# Deterministic forecasting of the gold price using ARIMA method

## Setup

In [None]:
import matplotlib.pyplot as plt
import numpy as np
import pandas as pd
import pmdarima as pm
import seaborn as sns
from sklearn.metrics import mean_absolute_error, mean_squared_error, r2_score
from statsmodels.graphics.tsaplots import plot_acf, plot_pacf
from statsmodels.tsa.arima.model import ARIMA
from statsmodels.tsa.stattools import adfuller

In [None]:
# Get gold price df and set date as index
df_au = pd.read_csv("../data/AU.csv", index_col="date", parse_dates=True)

In [None]:
# Set charts theme
sns.set_theme(style="darkgrid", rc={"grid.alpha": 0.33})
plt.style.use("dark_background")

# Save chart as png function
def save_chart_as_png(filename: str) -> None:
    plt.savefig(
        f"../images/{filename}.png",
        format="png",
        dpi=300,
        orientation="landscape",
        bbox_inches="tight",
    )

## Preparing the time series to fit the ARIMA models

### Resample to weekly prices

In [None]:
# Resample to weekly prices (taking the mean of the week)
df_au = df_au.resample("W").mean()
df_au = df_au.asfreq("W")
# Front fill missing values
df_au.ffill(inplace=True)

### Split data into train and test

In [None]:
# Split the data into train and test sets based on date
split_date = pd.Timestamp("2022-01-01")
df_au_train = df_au.loc[df_au.index < split_date].copy()
df_au_test = df_au.loc[df_au.index >= split_date].copy()

In [None]:
# Check for missing values
print(df_au_train.isnull().sum())
print(df_au_test.isnull().sum())

### Check if the time series is stationary

In [None]:
# Plot the df
df_au_train.plot()

The plot clearly shows an upward trend, indicating the series is not stationary. Let's confirm this with other methods.

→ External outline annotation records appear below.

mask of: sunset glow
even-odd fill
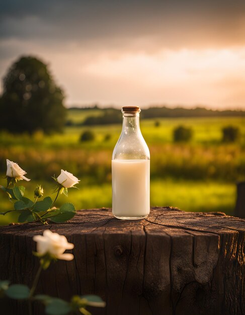
[[[68,106],[245,109],[241,3],[235,8],[226,1],[222,7],[208,1],[136,2],[121,4],[120,11],[110,1],[69,7],[60,1],[61,20],[51,4],[52,15],[45,15],[46,2],[20,16],[7,8],[1,76],[20,55],[33,55],[49,64]]]

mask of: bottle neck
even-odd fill
[[[125,135],[140,132],[139,127],[139,113],[123,113],[122,133]]]

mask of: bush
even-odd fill
[[[46,64],[34,57],[21,57],[4,78],[0,129],[14,133],[61,132],[67,111],[64,97]]]
[[[95,134],[91,130],[85,130],[80,137],[80,141],[93,141],[95,138]]]
[[[193,132],[191,128],[179,126],[174,130],[174,141],[175,142],[190,141],[192,138]]]
[[[240,130],[237,127],[227,126],[223,128],[222,132],[222,141],[224,142],[234,142],[240,136]]]

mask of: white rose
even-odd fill
[[[43,236],[35,235],[33,241],[37,242],[37,252],[42,255],[49,253],[58,259],[63,260],[72,260],[74,258],[72,254],[63,254],[65,250],[74,248],[74,244],[68,243],[66,238],[63,235],[45,229]]]
[[[24,179],[28,181],[31,180],[24,176],[27,174],[26,172],[22,170],[17,163],[10,161],[10,160],[8,159],[6,161],[7,163],[7,172],[6,175],[7,176],[16,178],[16,179],[18,180]]]
[[[58,183],[62,185],[65,188],[72,187],[76,184],[78,184],[80,181],[78,178],[76,178],[71,173],[63,170],[61,170],[61,173],[58,176],[57,180]]]

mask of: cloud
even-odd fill
[[[2,38],[147,51],[244,43],[245,3],[239,0],[15,0],[2,9]]]
[[[244,2],[0,5],[1,76],[20,56],[36,56],[49,63],[69,105],[244,107]]]

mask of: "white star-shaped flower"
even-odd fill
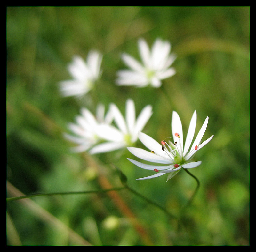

#### Autocorrelation function (ACF) and partial autocorrelation function (PACF)

In [None]:
# Plot the acf and pacf
acf = plot_acf(df_au_train)
pacf = plot_pacf(df_au_train)

- The autocorrelation function (ACF) plot shows that the correlations decline slowly, indicating a strong and persistent correlation over time. This slow decay suggests that the time series data is non-stationary.
- The partial autocorrelation function (PACF) plot reveals that only the lag 1 value is significantly different from zero, indicating a strong correlation at lag 1 but not beyond. This pattern is typical of an autoregressive process.
- Together, these observations suggest that the time series data is non-stationary and shows a high degree of autocorrelation.

#### Augmented Dickey–Fuller (ADF) test

In [None]:
# Perform ADF test
adf_test  = adfuller(df_au_train)
print(f"p-value: {adf_test[1]}")

- The ADF test results in a p-value close to 1, which is significantly greater than the 0.05 threshold.
- A high p-value indicates that we fail to reject the null hypothesis of the ADF test, which states that the time series has a unit root (non-stationary)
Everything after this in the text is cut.